Un premier tronçon de près de 300 km est entré en service en septembre 2008 et doit fournir à Pékin, d'ici à mars, quelque 300 millions de mètres cubes d'eau supplémentaire en provenance des réservoirs du Hebei, la province autour de Pékin, également insuffisante en eau. Mais ce sont surtout les 960 km de canal restant à aménager qui posent problème : au Henan, province surpeuplée et très pauvre, où 211 000 personnes censées déménager sont encore sur le tracé du canal. Selon Guo Quiming, le directeur adjoint du bureau de relocation du Henan cité par dans un rapport du China Economic Weekly début décembre, déplacer autant de personnes en cinq ans reste « un énorme défi ».

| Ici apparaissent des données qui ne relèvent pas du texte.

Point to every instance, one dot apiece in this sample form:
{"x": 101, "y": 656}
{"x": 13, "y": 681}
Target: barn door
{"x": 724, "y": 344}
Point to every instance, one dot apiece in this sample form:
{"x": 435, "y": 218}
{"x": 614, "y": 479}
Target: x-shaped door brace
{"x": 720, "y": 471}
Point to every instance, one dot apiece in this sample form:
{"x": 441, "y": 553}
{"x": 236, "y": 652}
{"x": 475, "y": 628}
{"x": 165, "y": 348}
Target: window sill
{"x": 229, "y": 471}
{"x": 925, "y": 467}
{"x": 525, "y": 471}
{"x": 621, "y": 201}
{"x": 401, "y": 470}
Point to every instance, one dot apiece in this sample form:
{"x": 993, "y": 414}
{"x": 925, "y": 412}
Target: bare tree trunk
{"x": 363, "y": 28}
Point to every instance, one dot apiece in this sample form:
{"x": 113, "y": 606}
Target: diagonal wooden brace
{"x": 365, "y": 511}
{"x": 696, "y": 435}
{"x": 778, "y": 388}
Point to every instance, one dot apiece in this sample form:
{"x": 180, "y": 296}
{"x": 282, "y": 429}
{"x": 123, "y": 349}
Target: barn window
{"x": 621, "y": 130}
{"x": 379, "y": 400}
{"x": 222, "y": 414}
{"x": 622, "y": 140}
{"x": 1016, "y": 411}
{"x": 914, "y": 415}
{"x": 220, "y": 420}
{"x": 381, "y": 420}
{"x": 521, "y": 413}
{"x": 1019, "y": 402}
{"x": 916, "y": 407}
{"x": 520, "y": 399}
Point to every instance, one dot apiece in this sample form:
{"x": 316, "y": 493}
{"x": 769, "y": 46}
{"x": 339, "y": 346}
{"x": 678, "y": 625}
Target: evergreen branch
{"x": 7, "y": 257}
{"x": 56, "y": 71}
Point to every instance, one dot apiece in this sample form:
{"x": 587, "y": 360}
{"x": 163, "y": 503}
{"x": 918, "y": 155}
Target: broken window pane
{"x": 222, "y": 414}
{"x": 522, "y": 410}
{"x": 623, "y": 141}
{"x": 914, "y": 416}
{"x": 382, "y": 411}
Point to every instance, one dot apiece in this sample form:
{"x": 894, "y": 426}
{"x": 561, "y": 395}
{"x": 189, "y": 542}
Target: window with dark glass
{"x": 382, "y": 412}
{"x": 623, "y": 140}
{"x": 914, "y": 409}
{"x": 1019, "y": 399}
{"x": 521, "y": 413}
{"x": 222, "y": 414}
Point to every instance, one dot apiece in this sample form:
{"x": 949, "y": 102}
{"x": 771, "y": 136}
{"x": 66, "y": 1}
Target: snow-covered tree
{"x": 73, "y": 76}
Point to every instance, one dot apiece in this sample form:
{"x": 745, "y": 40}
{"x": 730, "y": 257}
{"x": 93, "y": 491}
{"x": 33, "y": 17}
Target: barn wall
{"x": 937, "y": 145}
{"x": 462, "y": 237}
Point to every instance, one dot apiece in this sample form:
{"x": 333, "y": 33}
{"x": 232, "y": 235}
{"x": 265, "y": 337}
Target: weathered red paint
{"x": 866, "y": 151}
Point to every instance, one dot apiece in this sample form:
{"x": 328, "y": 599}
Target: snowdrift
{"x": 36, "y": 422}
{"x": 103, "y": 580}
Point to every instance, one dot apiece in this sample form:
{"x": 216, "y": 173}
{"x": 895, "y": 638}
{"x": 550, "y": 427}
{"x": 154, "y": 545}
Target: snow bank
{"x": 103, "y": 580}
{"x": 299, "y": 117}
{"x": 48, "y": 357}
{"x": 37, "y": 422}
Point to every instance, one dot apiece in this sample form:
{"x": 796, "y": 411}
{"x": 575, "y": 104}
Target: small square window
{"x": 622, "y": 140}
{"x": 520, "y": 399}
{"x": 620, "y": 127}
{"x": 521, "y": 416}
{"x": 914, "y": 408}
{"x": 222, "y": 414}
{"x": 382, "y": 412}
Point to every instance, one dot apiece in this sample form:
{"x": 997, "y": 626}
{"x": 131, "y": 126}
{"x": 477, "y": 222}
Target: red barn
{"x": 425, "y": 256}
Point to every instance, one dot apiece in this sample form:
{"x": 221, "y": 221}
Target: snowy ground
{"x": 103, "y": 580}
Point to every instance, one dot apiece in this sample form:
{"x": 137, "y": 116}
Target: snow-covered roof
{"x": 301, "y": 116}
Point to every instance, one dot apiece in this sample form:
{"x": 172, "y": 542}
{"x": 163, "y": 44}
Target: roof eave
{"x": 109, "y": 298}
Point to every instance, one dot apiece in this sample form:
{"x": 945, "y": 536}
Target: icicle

Dans le Hubei, les préoccupations sont surtout écologiques : d'après un responsable local du bureau de l'environnement cité dans la presse de Wuhan, le projet va, en réduisant le débit de la rivière Han, aggraver « les problèmes très sérieux de qualité de l'eau » et ne pourra se faire que « si le Hubei construit davantage d'usines de retraitement de l'eau ». Plusieurs études récentes signalent les dangers du projet dans l'état actuel d'équipement, car il risque de multiplier les marées vertes, cette prolifération d'algues malodorantes qui empoisonnent fréquemment les fleuves en Chine.
La rivière Han est l'une des plus polluées de Chine : selon la Banque mondiale, qui a débloqué des fonds en avril 2008 pour un projet d'usine d'épuration des eaux, le taux de traitement des eaux usées en milieu urbain est inférieur à la moyenne provinciale de... 23,5 %.
Les craintes des provinces n'ont pas encore conduit à une révision officielle du projet : le 15 décembre, l'agence Chine nouvelle annonçait « une accélération du Nan Shui Bei Diao », à la suite du déblocage anticipé des fonds qui lui sont alloués dans le cadre du plan de relance décidé par la Chine en novembre 2008.